HDFC bank releases Q1 results, posts 21% jump in net profit at Rs 9,579 crore


Image Source : FILE PHOTO Deposit growth came in at 19.2 percent, the bank said, adding that it added 2.6 million liability relationships during the quarter.

Highlights

  • On a standalone basis, its net profit increased to Rs 9,195.99 crore from Rs 7,729.64 crore
  • The core net interest margin (NIM) stood at 4 percent
  • Gross NPAs ratio improved to 1.28 % as of June 30, as against 1.47% in the year-ago period

The largest private sector lender HDFC Bank on Saturday reported a 20.91 percent jump in its June quarter net profit at Rs 9,579.11 crore on the back of overall growth. On a standalone basis, its net profit increased to Rs 9,195.99 crore from Rs 7,729.64 crore in the year-ago period but was down from Rs 10,055.18 crore in the preceding March quarter.

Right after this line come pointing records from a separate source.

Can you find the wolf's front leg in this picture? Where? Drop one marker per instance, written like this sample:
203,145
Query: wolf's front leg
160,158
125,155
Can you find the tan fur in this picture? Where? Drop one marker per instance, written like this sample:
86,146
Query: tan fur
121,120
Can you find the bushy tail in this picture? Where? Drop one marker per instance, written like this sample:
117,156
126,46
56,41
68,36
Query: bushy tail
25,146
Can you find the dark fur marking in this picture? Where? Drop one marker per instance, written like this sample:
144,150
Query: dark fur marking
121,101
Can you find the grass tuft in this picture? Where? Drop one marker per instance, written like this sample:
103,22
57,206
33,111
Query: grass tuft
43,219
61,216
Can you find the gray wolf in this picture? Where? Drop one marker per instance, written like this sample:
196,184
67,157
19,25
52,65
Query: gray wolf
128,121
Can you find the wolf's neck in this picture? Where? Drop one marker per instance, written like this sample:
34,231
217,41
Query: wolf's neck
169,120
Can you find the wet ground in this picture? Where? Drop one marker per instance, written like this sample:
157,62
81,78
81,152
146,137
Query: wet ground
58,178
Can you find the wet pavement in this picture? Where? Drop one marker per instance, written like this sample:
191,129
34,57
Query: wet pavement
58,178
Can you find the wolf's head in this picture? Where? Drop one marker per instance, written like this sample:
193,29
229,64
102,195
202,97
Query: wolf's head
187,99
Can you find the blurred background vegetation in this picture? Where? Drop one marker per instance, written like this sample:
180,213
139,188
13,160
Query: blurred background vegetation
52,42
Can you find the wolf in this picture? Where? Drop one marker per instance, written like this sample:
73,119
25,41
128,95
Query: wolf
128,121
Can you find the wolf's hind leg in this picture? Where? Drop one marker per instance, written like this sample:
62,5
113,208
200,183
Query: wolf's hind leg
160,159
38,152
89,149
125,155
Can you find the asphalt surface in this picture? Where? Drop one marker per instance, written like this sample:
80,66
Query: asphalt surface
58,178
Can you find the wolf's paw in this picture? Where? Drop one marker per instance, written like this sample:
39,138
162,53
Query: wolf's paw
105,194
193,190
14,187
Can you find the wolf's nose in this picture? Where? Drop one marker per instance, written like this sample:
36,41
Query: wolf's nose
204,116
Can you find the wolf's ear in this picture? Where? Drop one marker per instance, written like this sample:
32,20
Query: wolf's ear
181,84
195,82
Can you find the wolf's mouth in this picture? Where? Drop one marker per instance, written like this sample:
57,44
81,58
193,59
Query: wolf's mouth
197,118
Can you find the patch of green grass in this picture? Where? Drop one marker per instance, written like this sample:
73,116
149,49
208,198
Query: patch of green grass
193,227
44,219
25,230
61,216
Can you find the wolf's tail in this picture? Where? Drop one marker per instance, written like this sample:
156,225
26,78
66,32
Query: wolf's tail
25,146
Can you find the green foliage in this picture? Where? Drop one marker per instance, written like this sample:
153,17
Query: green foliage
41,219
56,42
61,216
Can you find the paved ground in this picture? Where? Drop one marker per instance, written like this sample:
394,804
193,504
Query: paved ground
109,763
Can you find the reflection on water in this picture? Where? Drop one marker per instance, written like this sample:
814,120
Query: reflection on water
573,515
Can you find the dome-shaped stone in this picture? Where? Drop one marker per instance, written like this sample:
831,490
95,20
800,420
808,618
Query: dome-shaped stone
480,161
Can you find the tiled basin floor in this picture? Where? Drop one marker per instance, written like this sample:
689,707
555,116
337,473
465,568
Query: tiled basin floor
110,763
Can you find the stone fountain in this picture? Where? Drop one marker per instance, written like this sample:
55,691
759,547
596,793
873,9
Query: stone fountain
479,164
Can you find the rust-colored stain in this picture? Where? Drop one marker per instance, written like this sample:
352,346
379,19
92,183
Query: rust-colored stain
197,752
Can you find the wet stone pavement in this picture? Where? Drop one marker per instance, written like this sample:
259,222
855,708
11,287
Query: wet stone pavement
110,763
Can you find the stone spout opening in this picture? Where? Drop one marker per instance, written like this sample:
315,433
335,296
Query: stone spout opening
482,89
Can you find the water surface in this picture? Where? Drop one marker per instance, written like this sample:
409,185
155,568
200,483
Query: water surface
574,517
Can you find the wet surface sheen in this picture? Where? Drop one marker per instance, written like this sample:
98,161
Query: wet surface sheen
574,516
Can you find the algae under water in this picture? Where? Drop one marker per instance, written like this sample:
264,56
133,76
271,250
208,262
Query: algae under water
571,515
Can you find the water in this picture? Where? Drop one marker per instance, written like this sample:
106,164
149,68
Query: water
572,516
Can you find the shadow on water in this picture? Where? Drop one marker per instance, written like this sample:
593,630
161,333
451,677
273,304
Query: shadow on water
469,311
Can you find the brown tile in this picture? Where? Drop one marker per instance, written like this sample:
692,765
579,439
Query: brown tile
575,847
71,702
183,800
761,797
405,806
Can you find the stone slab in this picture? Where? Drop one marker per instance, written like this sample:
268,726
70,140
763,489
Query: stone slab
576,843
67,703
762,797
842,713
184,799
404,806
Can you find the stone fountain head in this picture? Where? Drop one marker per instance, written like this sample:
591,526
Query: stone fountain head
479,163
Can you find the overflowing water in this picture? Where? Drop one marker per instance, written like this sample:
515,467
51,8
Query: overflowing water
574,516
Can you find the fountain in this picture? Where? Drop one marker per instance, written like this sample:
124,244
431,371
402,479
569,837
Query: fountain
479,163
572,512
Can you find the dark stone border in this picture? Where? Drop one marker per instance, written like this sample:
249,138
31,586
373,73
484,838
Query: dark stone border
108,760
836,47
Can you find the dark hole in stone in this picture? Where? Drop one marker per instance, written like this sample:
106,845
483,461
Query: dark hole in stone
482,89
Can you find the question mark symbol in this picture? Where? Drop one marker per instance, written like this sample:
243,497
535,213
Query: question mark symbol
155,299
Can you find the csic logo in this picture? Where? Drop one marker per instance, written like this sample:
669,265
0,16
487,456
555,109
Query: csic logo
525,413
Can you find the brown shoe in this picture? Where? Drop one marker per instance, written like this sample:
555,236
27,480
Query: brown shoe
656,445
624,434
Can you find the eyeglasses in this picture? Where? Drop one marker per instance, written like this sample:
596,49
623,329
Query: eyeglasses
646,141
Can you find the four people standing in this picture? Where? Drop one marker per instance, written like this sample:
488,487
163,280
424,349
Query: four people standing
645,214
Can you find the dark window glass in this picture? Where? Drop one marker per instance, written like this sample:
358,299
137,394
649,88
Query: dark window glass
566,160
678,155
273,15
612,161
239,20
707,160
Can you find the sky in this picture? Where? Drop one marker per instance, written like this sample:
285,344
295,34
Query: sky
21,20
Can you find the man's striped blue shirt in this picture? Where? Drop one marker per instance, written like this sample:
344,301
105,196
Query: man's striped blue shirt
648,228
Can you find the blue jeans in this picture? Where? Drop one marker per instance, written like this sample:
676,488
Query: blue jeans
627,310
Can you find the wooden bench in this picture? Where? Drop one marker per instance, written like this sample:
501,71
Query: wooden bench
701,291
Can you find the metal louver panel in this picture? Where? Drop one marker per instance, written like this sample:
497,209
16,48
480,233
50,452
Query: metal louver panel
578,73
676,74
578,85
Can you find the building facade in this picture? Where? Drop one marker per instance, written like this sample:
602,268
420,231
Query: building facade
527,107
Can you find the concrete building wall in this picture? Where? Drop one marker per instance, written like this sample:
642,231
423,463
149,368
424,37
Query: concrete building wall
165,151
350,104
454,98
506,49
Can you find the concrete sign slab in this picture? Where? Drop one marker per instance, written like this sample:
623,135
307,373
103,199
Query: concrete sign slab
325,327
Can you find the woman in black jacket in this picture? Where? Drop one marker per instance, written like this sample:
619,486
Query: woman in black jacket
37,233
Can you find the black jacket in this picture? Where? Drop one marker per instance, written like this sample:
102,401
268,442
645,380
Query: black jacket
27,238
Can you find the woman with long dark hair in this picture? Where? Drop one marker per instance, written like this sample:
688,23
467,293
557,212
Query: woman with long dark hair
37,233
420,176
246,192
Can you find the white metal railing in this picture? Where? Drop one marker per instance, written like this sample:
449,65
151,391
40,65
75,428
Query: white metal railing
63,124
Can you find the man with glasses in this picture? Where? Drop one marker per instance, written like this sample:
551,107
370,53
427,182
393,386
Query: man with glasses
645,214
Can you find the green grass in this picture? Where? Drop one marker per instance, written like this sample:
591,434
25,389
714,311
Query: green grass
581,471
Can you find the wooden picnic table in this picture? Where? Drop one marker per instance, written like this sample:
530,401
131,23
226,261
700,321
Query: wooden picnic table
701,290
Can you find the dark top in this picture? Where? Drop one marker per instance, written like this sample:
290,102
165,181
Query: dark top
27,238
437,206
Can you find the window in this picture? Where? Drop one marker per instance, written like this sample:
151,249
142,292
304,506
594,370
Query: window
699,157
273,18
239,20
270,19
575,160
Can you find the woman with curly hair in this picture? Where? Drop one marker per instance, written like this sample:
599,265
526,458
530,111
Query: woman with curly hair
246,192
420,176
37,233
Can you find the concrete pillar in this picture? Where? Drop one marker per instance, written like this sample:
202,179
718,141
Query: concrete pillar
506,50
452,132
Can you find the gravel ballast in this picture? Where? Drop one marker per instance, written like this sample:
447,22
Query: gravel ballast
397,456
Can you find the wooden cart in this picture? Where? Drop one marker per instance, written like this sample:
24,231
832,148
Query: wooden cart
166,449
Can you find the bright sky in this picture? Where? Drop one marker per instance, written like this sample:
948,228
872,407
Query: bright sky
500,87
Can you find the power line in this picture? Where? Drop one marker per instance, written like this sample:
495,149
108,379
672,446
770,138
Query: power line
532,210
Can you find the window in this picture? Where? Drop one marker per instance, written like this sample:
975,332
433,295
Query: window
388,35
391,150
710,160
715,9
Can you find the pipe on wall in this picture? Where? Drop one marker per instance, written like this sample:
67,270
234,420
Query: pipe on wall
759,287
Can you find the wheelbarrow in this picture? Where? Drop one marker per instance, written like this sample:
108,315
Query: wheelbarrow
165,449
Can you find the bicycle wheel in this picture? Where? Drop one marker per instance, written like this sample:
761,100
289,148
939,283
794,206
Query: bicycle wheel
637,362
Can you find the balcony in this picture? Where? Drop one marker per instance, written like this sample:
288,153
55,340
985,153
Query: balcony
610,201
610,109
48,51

The core net interest income grew 14.5 percent to Rs 19,481.4 crore from the year-ago quarter’s Rs 17,009 crore on the back of a 22.5 percent growth in advances. The core net interest margin (NIM) stood at 4 percent. Other income, excluding trading and mark-to-market losses, jumped 35 percent to Rs 7,699.99 crore on the back of an increase in fees and commissions, foreign exchange derivatives revenue and miscellaneous income which included recoveries and dividends, the bank said.

Amid the hardening of yields which is widely expected to lead to reverses for banks’ treasury operations, the lender reported a loss of Rs 1,311.7 crore on sale or revaluation of investments as against a profit of Rs 601 crore reported in the quarter ended June 2021. Deposit growth came in at 19.2 percent, the bank said, adding that it added 2.6 million liability relationships during the quarter.

From an asset quality perspective, the gross non-performing assets (NPAs) ratio improved to 1.28 percent as of June 30, as against 1.47 percent in the year-ago period. The bank said if one excludes the NPAs in the seasonal agricultural segment, the GNPAs would be 1.06 percent now as against 1.26 percent in the same period last year.

Overall provisions for the reporting quarter fell to Rs 3,187.73 crore from Rs 4,830.84 crore in the year-ago period, the bank said, adding the credit cost ratio improved to 0.91 percent as against 1.67 percent. The bank is holding floating provisions of Rs 1,451 crore and contingent provisions of Rs 9,630 crore, it said, adding that the total provisions it carries are 170 percent of the GNPAs.

It added 10,932 employees as well as 36 branches to take the overall network to over 6,000 during the quarter. Share of the low-cost current and savings account deposits in the overall deposit base stood at 45.8 percent. On the loan growth side, HDFC Bank’s corporate and wholesale advances growth came down to 15.7 percent, retail loans grew 21.7 percent and commercial and rural banking loans rose 28.9 percent.

The overall capital adequacy stood at 18.1 percent as of June 30, 2022, as against 19.1 percent in the year-ago period. Among the subsidiaries, the brokerage HDFC Securities’ profit after tax came down to Rs 189.3 crore as against Rs 251.1 crore, while the non-bank financier HDB Financial Services saw its net profit shoot up to Rs 441.3 crore from Rs 88.6 crore earlier.